Happy End was a twenty-one-piece big band formed in 1983 by Matt Fox. There were 25 of us in all, a mixture of men and women getting together to perform political songs from around the world. The band specialised in the music of Kurt Weill and Hans Eisler. Sarah Jane remained the band's singer until 1989.

The band released two albums, There's Nothing Quite Like Money for Circus Records (an offshoot of Oval Records) and Resolution for Cooking Vinyl Records. Over the course of the next few years the band played all over the country in venues as diverse as The Queen Elizabeth Hall and The Glastonbury Festival. The Happy End played over 150 benefit concerts for the miners.

It broke my heart for a while when I left this band because it was like losing a family. But life had got too complicated, with the success of The Communards and a solo career looming. All good things have to end! A Happy End!


 
Danny Manners, one of the original band, writes:

‘The band was started in 1983 by Mat Fox with the slogan "making politics swing". Inspired by Charlie Haden's Liberation Music Orchestra, it swiftly became a large, loose and freewheeling ensemble. Despite the instrumental line-up (saxes and brass, plus vibes and accordion - up to 24 musicians at its largest - ), it was never a jazz big band as such. But it drew on that tradition - occasionally satrically, always humourously. In its more organised moments it could echo Basie or Ellington's classic hard-swinging punch, in its more disorganised ones Sun Ra's high-energy and joyful cacophony.

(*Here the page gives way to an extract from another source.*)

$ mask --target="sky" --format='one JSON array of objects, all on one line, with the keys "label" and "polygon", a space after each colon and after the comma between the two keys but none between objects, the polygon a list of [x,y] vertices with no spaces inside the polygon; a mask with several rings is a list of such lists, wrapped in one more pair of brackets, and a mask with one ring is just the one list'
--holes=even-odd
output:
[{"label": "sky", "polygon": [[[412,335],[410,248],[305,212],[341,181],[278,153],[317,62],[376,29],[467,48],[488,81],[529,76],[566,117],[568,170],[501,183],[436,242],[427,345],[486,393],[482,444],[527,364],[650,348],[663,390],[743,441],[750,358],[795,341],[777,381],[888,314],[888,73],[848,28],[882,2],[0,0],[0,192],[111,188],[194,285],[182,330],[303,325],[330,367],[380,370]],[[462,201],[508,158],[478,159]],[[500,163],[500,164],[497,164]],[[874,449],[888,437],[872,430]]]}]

Source material was drawn from the political left: the songs of Bertolt Brecht (with both Kurt Weill and Hans Eisler), Maoist anthems, Chartist protest songs, Cuban rhumbas, miners' anthems, South African township jazz, Irish jigs. The essence of The Happy End was in delivering this music with humour and energy rather than dourness or overt preaching. Many early gigs were part of the mid-eighties anti-Thatcher movements, the Miners' Strike and the GLC (Greater London Council) included; the band was also involved in the burgeoning alternative comedy circuit, especially at Roland Muldoon's Hackney Empire. At its best, a Happy End gig was a genuinely celebratory experience. In a spirit of musical collectivism, the band contained less-experienced players alongside more polished ones, and combined skilful arrangements with organised chaos so that both could thrive. The musicians were also evenly balanced between men and women. (Belonging to a big band that wasn't for once all-male should have made life on the road more civilized, but often didn't.)

The original vocalist was Sarah Jane Morris, a singer with an extraordinary contralto range who left the band in 1988 to work with The Communards.’